Closed (fixed)
Project:
Taxonomy import/export via XML
Version:
6.x-1.x-dev
Component:
Code
Priority:
Normal
Category:
Bug report
Assigned:
Unassigned
Reporter:
Created:
22 Feb 2009 at 21:44 UTC
Updated:
12 May 2009 at 23:50 UTC
I am trying to import the MeSH (Medical Subject Headings - http://www.nlm.nih.gov/mesh/) structure using this and so far not much luck. The d/l-ed file is 270M and i have php.ini mem limit set to 600M (not too realistic for some people; but no problem on local devel box) and still i am hitting memory error.

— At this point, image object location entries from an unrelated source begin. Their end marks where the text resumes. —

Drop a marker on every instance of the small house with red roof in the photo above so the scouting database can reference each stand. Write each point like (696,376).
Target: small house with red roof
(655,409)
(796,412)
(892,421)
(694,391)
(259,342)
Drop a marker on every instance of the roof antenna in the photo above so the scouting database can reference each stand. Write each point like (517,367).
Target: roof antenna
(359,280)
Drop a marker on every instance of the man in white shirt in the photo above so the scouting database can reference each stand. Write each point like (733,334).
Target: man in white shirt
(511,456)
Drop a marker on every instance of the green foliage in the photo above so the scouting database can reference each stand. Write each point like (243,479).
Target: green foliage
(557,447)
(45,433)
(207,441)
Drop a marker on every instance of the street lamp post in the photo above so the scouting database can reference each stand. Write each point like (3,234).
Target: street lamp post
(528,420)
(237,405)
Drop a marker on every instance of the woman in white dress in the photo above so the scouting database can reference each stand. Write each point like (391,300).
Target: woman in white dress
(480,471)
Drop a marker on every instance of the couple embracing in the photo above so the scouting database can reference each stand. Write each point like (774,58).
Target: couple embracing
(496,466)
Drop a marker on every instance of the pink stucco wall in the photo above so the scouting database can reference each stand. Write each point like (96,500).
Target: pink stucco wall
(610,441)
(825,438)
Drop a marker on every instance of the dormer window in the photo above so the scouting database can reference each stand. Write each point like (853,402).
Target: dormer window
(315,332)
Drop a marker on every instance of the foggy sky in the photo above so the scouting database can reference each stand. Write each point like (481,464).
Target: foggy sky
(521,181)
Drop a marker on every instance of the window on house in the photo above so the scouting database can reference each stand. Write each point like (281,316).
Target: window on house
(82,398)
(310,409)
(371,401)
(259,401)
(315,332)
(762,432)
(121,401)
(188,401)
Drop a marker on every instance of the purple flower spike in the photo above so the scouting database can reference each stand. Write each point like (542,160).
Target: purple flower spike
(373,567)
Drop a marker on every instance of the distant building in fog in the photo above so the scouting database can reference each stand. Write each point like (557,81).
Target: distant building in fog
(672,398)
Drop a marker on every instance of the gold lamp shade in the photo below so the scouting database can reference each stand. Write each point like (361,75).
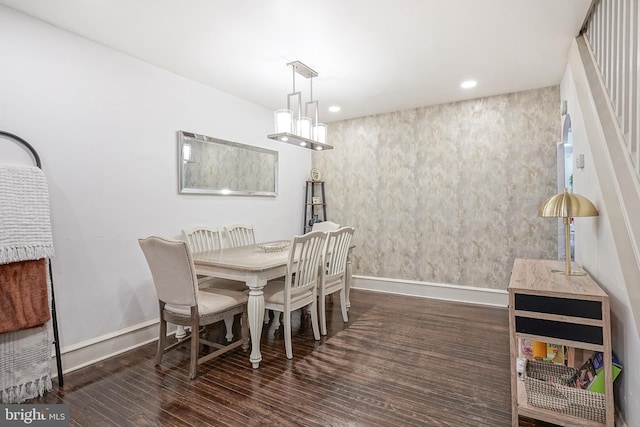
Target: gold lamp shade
(566,206)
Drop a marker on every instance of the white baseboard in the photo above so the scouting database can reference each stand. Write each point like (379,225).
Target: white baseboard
(97,349)
(468,294)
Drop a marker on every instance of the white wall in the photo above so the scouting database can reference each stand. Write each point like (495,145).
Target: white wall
(105,127)
(595,247)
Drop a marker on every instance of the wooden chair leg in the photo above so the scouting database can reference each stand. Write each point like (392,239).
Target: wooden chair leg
(314,320)
(161,340)
(163,334)
(287,334)
(228,323)
(195,344)
(343,305)
(244,330)
(323,314)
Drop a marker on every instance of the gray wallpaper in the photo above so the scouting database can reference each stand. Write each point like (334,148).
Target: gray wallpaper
(447,193)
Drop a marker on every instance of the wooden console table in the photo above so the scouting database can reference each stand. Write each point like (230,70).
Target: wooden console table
(572,311)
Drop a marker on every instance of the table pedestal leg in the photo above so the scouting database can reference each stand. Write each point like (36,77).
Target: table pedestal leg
(347,286)
(256,316)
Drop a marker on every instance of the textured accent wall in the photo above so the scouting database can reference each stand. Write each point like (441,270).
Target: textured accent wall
(447,193)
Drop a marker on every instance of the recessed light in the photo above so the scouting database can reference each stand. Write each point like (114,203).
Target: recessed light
(468,84)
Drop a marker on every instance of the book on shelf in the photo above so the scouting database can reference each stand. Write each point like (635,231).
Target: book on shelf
(584,376)
(597,385)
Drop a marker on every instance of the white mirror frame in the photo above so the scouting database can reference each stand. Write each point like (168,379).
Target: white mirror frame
(215,166)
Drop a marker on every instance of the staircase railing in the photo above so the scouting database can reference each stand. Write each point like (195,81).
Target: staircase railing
(611,31)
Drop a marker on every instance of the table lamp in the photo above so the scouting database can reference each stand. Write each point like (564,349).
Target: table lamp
(566,206)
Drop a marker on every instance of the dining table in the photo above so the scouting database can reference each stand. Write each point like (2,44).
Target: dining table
(255,265)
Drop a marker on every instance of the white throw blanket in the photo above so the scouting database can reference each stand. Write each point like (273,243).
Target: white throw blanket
(25,234)
(25,221)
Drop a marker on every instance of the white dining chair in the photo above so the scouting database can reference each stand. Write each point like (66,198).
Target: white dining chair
(325,226)
(181,302)
(333,272)
(200,239)
(300,285)
(240,235)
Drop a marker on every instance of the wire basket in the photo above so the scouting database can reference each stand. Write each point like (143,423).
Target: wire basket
(547,386)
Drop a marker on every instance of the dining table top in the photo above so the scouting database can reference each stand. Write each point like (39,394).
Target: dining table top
(245,258)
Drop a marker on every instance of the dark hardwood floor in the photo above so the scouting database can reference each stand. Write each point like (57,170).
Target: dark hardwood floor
(400,361)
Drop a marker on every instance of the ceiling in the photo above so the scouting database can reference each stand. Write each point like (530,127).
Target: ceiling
(372,56)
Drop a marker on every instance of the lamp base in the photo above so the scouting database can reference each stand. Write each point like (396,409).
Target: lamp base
(571,273)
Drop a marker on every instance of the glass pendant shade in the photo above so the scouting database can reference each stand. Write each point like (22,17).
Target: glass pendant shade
(284,121)
(320,133)
(303,127)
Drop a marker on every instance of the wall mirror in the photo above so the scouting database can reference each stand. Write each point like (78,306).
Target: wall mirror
(209,165)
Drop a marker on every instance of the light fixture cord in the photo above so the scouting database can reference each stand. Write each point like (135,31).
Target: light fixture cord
(293,76)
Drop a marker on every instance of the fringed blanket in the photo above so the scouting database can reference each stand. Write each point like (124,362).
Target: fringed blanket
(25,222)
(25,235)
(25,362)
(24,302)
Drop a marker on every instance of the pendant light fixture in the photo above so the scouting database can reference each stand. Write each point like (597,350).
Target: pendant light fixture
(300,130)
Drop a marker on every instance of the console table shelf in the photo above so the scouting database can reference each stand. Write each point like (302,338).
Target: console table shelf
(568,310)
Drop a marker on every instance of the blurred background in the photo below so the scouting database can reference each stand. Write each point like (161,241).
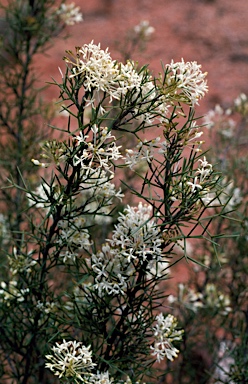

Is there not a way to read and create without loading entire file - although i suspect worse than even that being done here since i have enough mem for entire file and still failing.
Fatal error: Allowed memory size of 629145600 bytes exhausted (tried to allocate 283341231 bytes) in C:\Inetpub\websites\chec\includes\unicode.inc on line 132
Comments
Comment #1
dman commentedThat file size is utterly huge.
It's not just a matter of having enough PHP memory to look at the file - you are asking it to analyze the whole thing - build and links data structures representing each line in the file, and that is sure to take several times the 'memory' as the input file size.
However - there are solutions.
Clearly, we need to divide the input up into reasonable chunks. Depending on your source data, it should be possible to edit it into discrete units, (say 100 terms) and import them individually. Even cross-referenced terms should be able to be remapped across imports - if the string labels are unique.
You need to try that.
For really large vocabs (this was built for size - several million organisms) there is also the ability to recursively crawl a taxonomy server/service and request term definitions by URL. This in turn will re-queue later terms. This may be more useful for a deep vocab rather than a wide one such as MESH.
Comment #2
liquidcms commentednot sure how the url call would works in your code; but i might look at it.
i tried it but it fails to get anything - i suspect since you need to provide your user details to get to the page (not an actual login so no cookie; just fill in a form then you get to d/l page that has link to xml page)
of course, i have file locally now so could easily add it on a local site and call that.. hmm.. although my guess is you simply do same think as if its a file.. which is read/process entire thing at once??
Comment #3
liquidcms commentedperhaps to support "crawling", the url needs to be a url to a top level xml file which in turn has nodes that link to other xml pages?? as opposed to just one large xml page?
Comment #4
dman commentedYes, there's no advantage to crawling if the result is just a huge blob!
What I've done before was indeed read one file that then referenced others (eg narrowerTerm) by way of either URL (RDF) or Unique ID (which was translated into a further URL request using a service-specific pattern)
This worked well for animal taxons, but didn't have or use a big global list at the top - like I think you are looking at.
Either way, it depends on a service that we can consume. without that this can't help much.
You should be able to test the TCS remote service using the dev version, I think I left some preset values in there.
Comment #5
dman commentedHuge datasets can be handled if the terms are passed back in chunks (or one by one) from a service that interfaces with the huge source.
We were able to import the 60,000 terms from MeSH like that. Although it did take a while...
Comment #7
dman commented#460920: HOWTO: Import the MeSH taxonomy database. Or a subset.